PRediction Error Sum of Squares (PRESS)

$PRESS$ is a measure of the quality of a regression model using residuals. $PRESS$ is a validation-type estimator of error that uses the deleted residuals to provide an estimate of the prediction error. When comparing alternate regression models, selecting the model with the lowest value of the $PRESS$ statistic is a good approach because it means that the equation produces the least error when making new predictions (see Helsel et al., 2020).

It is particularly valuable in assessing multiple forms of multiple linear regressions, but it is also useful for simply comparing different options for a single explanatory variable in single-variable regression models.

Usage

press(data, ...)

# S3 method for class 'data.frame'
press(data, truth, estimate, na_rm = TRUE, ...)

press_vec(truth, estimate, na_rm = TRUE, ...)

Arguments

data: A data.frame containing the columns specified by the truth and estimate arguments.
...: Not currently used.
truth: The column identifier for the true results (that is numeric). This should be an unquoted column name although this argument is passed by expression and supports quasiquotation (you can unquote column names). For _vec() functions, a numeric vector.
estimate: The column identifier for the predicted results (that is also numeric). As with truth this can be specified different ways but the primary method is to use an unquoted variable name. For _vec() functions, a numeric vector.
na_rm: A logical value indicating whether NA values should be stripped before the computation proceeds.

Value

A tibble with columns .metric, .estimator, and .estimate and 1 row of values.

For grouped data frames, the number of rows returned will be the same as the number of groups.

For press_vec(), a single numeric value (or NA).

Details

The $PRESS$ is only relevant for comparisons to other regression models with the same response variable units (Rasmunsen et al., 2009).
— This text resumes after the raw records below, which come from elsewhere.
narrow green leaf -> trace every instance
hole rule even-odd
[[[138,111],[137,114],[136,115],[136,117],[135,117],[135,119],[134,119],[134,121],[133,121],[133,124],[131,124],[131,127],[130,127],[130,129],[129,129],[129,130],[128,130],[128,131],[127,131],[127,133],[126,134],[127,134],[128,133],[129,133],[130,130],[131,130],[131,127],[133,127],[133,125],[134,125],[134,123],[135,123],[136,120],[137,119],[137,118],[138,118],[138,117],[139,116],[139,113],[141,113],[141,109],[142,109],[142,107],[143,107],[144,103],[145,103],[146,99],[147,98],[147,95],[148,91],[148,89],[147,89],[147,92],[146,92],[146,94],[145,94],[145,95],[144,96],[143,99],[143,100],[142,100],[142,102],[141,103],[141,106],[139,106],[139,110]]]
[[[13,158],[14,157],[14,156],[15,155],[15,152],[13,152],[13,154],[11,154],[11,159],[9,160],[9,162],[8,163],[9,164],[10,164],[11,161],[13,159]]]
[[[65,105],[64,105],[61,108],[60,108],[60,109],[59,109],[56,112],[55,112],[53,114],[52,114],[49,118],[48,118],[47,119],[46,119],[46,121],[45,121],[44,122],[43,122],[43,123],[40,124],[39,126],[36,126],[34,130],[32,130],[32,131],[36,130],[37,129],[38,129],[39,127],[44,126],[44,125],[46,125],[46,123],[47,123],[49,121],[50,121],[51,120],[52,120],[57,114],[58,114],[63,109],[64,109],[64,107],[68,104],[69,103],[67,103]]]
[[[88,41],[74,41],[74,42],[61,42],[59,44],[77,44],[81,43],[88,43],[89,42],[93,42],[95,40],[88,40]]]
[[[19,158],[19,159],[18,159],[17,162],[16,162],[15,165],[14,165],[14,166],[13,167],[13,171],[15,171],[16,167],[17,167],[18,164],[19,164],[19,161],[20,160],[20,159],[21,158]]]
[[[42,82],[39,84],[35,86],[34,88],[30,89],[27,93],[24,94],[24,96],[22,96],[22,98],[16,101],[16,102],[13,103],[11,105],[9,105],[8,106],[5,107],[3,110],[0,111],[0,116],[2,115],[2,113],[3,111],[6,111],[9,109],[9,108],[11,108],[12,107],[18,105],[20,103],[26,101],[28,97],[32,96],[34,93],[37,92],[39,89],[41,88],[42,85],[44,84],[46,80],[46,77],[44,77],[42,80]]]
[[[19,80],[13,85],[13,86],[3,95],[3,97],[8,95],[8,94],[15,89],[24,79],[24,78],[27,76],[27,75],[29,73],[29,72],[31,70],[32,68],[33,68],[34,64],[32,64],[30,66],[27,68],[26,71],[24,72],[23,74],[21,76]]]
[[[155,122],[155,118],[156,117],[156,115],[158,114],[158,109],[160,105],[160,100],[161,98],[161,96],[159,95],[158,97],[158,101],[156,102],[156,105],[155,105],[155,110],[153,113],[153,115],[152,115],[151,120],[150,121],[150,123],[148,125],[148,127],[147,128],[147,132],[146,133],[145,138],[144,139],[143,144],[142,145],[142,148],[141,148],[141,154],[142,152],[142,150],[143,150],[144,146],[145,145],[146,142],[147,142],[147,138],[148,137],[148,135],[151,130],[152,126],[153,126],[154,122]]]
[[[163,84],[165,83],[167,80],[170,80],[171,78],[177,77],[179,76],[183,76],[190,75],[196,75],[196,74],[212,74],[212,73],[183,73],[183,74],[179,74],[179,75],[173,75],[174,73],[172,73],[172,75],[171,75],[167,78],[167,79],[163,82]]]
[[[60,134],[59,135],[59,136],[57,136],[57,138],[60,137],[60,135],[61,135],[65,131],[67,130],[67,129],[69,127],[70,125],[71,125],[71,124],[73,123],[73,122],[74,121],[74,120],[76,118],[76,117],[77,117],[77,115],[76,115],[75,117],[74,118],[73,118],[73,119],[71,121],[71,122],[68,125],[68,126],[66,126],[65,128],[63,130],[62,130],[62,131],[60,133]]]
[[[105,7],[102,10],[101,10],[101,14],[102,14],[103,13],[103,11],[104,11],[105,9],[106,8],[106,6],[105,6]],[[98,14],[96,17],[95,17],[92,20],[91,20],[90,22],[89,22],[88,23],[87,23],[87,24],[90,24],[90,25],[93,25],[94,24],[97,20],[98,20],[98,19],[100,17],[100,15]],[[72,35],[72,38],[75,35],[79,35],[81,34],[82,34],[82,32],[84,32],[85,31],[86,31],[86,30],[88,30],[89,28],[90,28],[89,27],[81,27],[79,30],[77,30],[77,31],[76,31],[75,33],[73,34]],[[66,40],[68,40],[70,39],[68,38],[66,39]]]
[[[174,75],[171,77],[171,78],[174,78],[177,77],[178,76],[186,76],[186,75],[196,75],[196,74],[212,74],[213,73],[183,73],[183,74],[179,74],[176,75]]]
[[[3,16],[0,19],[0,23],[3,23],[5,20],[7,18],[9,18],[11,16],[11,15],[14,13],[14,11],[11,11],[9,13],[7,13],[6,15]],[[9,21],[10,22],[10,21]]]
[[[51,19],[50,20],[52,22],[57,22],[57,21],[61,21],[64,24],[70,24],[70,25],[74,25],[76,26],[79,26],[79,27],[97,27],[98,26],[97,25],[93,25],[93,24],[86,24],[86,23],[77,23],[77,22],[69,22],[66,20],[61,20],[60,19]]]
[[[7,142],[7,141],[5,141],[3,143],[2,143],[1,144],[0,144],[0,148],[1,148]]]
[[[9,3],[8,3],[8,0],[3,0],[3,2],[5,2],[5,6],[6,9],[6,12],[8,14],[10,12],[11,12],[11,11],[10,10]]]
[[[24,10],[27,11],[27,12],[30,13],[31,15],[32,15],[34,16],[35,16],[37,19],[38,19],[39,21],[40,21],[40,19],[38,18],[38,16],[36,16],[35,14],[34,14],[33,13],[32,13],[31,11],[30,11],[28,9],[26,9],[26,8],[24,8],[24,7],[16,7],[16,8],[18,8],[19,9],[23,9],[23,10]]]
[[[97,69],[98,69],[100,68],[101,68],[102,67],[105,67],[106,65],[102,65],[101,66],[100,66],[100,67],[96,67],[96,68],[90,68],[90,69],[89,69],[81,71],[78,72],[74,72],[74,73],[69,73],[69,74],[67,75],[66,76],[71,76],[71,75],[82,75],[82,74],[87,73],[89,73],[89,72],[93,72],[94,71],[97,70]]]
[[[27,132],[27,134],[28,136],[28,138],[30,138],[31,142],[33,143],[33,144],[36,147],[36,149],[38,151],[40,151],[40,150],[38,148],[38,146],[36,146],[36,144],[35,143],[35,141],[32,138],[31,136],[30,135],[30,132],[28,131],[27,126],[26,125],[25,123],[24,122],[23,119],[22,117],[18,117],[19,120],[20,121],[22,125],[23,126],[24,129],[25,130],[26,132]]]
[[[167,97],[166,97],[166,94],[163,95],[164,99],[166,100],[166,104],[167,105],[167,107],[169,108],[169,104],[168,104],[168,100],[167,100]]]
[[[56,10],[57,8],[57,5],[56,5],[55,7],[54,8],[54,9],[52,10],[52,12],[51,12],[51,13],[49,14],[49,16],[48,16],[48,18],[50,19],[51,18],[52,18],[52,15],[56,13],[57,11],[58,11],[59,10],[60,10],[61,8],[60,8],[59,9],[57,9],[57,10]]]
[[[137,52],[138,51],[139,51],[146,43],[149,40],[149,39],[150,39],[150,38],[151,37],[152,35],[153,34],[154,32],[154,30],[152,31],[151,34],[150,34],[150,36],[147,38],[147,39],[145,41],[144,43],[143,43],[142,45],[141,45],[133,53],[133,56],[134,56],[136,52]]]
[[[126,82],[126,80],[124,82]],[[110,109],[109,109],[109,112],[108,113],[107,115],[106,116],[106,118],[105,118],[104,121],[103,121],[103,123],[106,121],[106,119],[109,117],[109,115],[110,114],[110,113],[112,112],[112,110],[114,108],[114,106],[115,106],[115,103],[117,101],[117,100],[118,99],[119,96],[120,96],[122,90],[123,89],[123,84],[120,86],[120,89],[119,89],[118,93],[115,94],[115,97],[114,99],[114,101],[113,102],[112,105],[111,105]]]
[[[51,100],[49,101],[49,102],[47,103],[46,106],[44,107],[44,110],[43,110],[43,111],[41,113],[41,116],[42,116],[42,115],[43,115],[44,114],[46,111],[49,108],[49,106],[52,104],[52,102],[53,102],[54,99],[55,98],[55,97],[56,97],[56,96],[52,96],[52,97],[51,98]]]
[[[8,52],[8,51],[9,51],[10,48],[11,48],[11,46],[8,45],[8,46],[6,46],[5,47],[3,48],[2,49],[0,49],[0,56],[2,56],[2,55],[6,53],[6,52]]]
It estimates as follows: $$ PRESS = \sum_{i=1}^{n}{(sim_i - obs_i)^2} $$

where:

$sim$ defines model simulations at time step $i$
$obs$ defines model observations at time step $i$

Note

The $PRESS$ statistic is not appropriate for comparison of models having different transformations of response variable, e.g. linear regression and log-transformed linear regression (Helsel et al., 2020).

References

Rasmussen, P. P., Gray, J. R., Glysson, G. D. & Ziegler, A. C. Guidelines and procedures for computing time-series suspended-sediment concentrations and loads from in-stream turbidity-sensor and streamflow data. in U.S. Geological Survey Techniques and Methods book 3, chap. C4 53 (2009) https://pubs.usgs.gov/tm/tm3c4/.

Helsel, D. R., Hirsch, R. M., Ryberg, K. R., Archfield, S. A. & Gilroy, E. J. Statistical Methods in Water Resources. 484 (2020) doi:10.3133/tm4A3 .

Examples

library(tidyhydro)
data(avacha)

# Supply truth and predictions as bare column names
press(avacha, obs, sim)
#> # A tibble: 1 × 3
#>   .metric .estimator .estimate
#>   <chr>   <chr>          <dbl>
#> 1 press   standard     228469.

# Or as numeric vectors
press_vec(avacha$obs, avacha$sim)
#> [1] 228469.5